CAP Theorem

Very important w.r.t. distributed databases.
• C – consistency
• A – availability
• P – partition tolerance

CAP theorem says that out of these 3, we can only get 2.
There is no way we can design a system with all 3 features as guarantee.
We have to decide our system based on our requirements – which feature we are Ok not having.

Based on above, we have 3 kinds of systems –
• CA system – consistency and availability
• AP System – availability and partition tolerance
• CP system – consistency and partition tolerance

Consistency

It means each node will hold the latest value.
Whenever we seek result, we shall get latest value not older one.
Eg – sending message to someone on WhatsApp; if that person is not connected to internet, that person shall not get any garbage info depicting that message until the time he connects back to internet. Instead, we shall give him correct data.
We have to exactly give data which is latest. Eg - chat application. We don’t want to give stale info or garbage info to message sender. Rather there will be a timeout and status get updated as soon as receiver receives message.
Similarly, in banking, consistency is priority. If bank doesn’t know latest balance it will deny transaction.
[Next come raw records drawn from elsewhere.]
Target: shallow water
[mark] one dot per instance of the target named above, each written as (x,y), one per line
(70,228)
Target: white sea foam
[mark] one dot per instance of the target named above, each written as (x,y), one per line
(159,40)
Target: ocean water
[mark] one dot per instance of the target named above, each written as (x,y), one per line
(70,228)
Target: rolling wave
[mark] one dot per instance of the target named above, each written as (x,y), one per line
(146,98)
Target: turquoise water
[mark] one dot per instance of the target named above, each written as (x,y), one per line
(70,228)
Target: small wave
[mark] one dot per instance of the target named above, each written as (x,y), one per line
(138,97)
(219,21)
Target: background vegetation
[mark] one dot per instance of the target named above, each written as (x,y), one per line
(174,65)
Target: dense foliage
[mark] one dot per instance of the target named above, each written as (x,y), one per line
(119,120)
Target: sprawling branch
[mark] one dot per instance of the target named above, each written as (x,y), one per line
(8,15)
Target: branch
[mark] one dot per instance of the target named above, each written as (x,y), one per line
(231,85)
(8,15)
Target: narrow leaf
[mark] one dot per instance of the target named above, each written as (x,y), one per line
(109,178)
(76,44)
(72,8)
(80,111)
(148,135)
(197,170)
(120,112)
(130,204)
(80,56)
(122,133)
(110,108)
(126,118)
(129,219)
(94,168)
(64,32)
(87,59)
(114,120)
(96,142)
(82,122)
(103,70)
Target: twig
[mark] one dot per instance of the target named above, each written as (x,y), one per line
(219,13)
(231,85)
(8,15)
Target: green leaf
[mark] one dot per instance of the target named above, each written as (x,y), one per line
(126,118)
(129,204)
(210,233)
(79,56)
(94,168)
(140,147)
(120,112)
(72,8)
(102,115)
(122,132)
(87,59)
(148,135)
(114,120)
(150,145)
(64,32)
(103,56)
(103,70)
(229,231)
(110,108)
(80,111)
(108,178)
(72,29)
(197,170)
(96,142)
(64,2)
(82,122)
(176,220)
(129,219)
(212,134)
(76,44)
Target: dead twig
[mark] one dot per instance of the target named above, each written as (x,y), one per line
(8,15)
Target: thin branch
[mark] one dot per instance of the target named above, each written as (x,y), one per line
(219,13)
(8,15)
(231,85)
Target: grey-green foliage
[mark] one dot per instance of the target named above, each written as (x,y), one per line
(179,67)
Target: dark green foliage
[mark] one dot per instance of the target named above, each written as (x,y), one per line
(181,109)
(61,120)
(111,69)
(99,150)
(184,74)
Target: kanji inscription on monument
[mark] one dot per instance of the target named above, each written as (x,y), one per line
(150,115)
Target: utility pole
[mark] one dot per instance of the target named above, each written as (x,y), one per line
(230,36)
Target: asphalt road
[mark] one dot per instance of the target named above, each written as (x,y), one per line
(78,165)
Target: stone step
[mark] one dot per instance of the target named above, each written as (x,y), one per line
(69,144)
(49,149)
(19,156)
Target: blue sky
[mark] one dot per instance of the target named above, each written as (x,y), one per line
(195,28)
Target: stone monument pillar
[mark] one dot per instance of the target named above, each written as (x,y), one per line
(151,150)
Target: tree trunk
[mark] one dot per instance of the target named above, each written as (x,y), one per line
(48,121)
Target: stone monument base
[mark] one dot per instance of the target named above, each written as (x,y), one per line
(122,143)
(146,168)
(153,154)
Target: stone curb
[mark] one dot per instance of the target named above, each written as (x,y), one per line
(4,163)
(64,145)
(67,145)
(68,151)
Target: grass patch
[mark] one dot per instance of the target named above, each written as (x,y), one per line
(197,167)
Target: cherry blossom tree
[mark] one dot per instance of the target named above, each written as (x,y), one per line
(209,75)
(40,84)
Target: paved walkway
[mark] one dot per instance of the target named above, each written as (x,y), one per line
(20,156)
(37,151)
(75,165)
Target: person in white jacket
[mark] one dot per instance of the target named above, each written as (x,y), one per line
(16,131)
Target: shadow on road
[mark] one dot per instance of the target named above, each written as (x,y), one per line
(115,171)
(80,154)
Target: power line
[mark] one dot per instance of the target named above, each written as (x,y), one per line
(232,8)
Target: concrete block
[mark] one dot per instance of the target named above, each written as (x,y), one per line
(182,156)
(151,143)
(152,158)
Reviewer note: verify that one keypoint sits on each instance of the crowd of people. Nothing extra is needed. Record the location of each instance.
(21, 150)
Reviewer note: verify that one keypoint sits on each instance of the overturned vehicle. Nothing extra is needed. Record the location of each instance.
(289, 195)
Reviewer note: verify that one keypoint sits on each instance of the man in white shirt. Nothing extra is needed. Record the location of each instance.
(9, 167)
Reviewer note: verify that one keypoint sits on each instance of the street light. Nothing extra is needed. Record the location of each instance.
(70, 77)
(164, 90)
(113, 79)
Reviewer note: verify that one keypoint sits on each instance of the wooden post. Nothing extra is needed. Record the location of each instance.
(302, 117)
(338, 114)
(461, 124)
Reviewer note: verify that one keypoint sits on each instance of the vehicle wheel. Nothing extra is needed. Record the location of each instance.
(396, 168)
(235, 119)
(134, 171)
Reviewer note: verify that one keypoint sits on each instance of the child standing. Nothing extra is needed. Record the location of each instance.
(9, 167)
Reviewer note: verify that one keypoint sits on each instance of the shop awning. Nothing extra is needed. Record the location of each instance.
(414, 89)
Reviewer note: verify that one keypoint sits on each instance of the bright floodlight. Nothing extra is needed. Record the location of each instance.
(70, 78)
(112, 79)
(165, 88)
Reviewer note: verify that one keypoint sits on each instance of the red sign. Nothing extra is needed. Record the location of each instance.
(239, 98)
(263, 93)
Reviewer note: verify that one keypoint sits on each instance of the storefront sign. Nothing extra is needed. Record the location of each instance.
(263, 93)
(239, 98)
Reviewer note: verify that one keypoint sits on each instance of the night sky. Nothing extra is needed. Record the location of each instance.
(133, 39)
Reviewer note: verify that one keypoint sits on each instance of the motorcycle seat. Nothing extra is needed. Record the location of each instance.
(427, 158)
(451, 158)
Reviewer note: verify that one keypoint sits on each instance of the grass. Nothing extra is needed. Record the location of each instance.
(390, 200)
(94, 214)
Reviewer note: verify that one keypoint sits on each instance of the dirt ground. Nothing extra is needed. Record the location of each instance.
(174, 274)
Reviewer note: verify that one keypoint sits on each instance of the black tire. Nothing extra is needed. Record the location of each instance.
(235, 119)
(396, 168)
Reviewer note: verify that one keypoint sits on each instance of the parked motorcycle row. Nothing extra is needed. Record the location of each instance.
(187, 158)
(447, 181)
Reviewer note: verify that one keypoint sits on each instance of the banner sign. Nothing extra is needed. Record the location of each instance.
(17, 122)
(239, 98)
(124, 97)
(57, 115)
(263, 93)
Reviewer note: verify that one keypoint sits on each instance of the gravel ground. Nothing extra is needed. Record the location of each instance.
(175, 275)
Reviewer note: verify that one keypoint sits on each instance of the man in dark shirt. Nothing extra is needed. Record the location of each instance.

It is ok to deny transaction if it is doubtful – but cannot allow transactions.
So, in banking we need consistency.
Consistency means ->
- Latest value is shown, and it is a guarantee that value shown is latest

Availability

System should always give a response no matter what.
Even if it is not sure that value is latest, it will return something. The system won’t timeout, the system won’t error out.
To make sure system always gives response or do not error out, we need to compromise on one thing – that we cannot have consistency. Sometimes we give old data.

Partition tolerance

It states that a system will continue to operate even when there is network or partition failure. Even if system gets disconnected, it will continue to operate.

CAP Theorem w.r.t Distributed Systems

CAP theorem applies to distributed systems that store data.
CAP theorem states that it is impossible for a distributed data store to simultaneously provide more than 2 out of 3 guarantees, namely consistency, availability, and partition tolerance.
Consistency guarantees that every node in the distributed system returns the same most successful and recent write
Availability is when every requires receives a response without the guarantee that it contains the most recent write
Partition tolerance is when the system continues to function and upholds guarantees in spite of network failures.

CA – provided by RDBMS systems
We won’t discuss CA further

We focus on AP and CP.
Why – when we talk about distributed systems, we need to ensure partition tolerance is there.
So, the tradeoff is always between availability and consistency. We have to choose one or the other.

NoSQL systems store data in a distributed manner across a cluster of interconnected machines and provide network partitioning.
There are 2 flavors of NoSQL databases that provide different set of guarantees –
- CP – HBase and MongoDB
- AP – Cassandra and DynamoDB

CP – Eg - chat application. We don’t want to give stale info or garbage info to message sender. Rather there will be a timeout and status get updated as soon as receiver receives message.
Likewise in banking application, we need CP -> GooglePay and Paytm gives error as consistency is important.

AP – MMT travel portal.

Cases where we chose Consistency over Availability.
We want latest results. If results are not latest give error or timeout.
Eg – chat application, UPI, banking etc.

Cases where we prefer availability over consistency.
We want immediate results even if it is not the latest.
Eg – MMT booking hotel on it –
It shows a price, but system isn’t able to confirm if rates are latest or not. It tries to go with earlier result. Here we don’t want to error or timeout to customer as it will degrade user experience.

Proving CAP Theorem by Contradiction Approach

Let us try to provide cap theorem by contradiction.

Consider a case wherein we have 2 node cluster and each maintaining an initial value for object O with initial value v0.

Now, both nodes have a copy of vO with them

Then if network failure happens, then client request comes in such that it updates value of Object v0 to v1 on G1.

Now, another client comes in, and connects to G2 machine and pulls value of object O, and it gets vO and not v1 which is latest. If you want to be consistent, the system should wait until network gets restored. So, there will be a timeout if you want to be consistent.

This contradicts our all 3 guarantees.

CAP theorem proved.

Note network partition means network failure.